Latok I from Base Camp. How much would you pay for this view? Photo credit: Josh Wharton
Latok 1 has only been climbed once, when a Japanese team summited the south side in 1979. The North Ridge was first attempted in 1978 by the all-American team of Jim Donini, Michael Kennedy, Jeff Lowe and George Lowe. They climbed 100 pitches before sickness and poor weather halted their progress.
The North Ridge has been widely touted as the last great problem of the Karakorum. Because of the number of failed attempts, it has attained mythical status in mountaineering folklore. Jeff Lowe dubbed it “the unfinished business of the last generation”
Left to Right: Cesen, Livingstone and Strazar.
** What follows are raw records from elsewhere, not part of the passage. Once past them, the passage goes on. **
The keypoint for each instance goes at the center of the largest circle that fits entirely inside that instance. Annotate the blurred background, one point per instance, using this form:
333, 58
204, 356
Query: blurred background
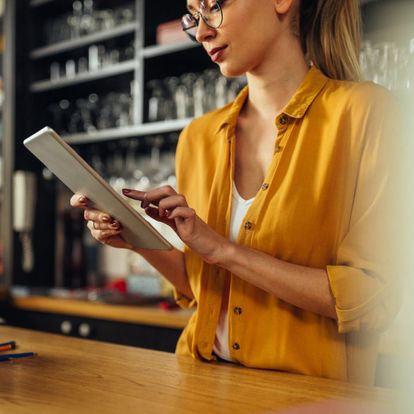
119, 81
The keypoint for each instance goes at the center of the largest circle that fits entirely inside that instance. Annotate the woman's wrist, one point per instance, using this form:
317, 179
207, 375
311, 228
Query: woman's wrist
222, 252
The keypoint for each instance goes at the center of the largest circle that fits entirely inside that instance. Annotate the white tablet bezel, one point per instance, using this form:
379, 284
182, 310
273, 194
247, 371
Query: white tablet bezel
66, 164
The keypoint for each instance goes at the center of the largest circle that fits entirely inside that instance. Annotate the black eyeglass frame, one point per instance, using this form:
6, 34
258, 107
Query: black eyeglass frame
219, 3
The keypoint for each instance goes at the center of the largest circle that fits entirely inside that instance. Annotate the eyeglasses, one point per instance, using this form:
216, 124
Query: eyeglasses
210, 11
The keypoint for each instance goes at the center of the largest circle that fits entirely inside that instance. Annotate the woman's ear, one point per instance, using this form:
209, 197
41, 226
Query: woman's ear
283, 6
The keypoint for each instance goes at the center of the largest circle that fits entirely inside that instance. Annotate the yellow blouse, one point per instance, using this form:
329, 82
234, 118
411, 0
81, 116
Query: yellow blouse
322, 205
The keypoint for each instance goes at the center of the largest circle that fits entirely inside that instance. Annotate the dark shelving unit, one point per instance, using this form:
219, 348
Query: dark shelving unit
33, 92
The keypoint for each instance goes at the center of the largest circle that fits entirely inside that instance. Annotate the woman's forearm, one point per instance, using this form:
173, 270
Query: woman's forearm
305, 287
171, 264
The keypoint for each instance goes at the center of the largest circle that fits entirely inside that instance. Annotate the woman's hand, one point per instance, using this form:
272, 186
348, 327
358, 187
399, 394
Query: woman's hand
164, 204
103, 228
Photo: Aleš Česen
The trio took a less direct line to finish the ridge, likely due to the dangerous snow mushrooms and cornices on the final sections. A team which included well known British climbers Doug Scott and Simon Yates aborted their North Ridge plans back in 1990 due to similar conditions.
Another team who were thwarted by snow conditions were French-Canadians Maxime Turgeon and Louis-Philippe Menard in 2006. Speaking directly to ExWeb Menard commented on the allure of the northern side of the mountain for climbers:
“This is what I see everyday [a photo of Latok I] when I sit down to eat breakfast… Michael Kennedy gave me this picture from their 1978 attempt before we did ours. I still think it’s one of the most beautiful faces in the world”.
This notable first ascent follows the recent drama of Russian climber Alexander Gukov, who was trapped for six days on Latok I, following the death of his climbing partner while descending from a failed attempt on the North Ridge.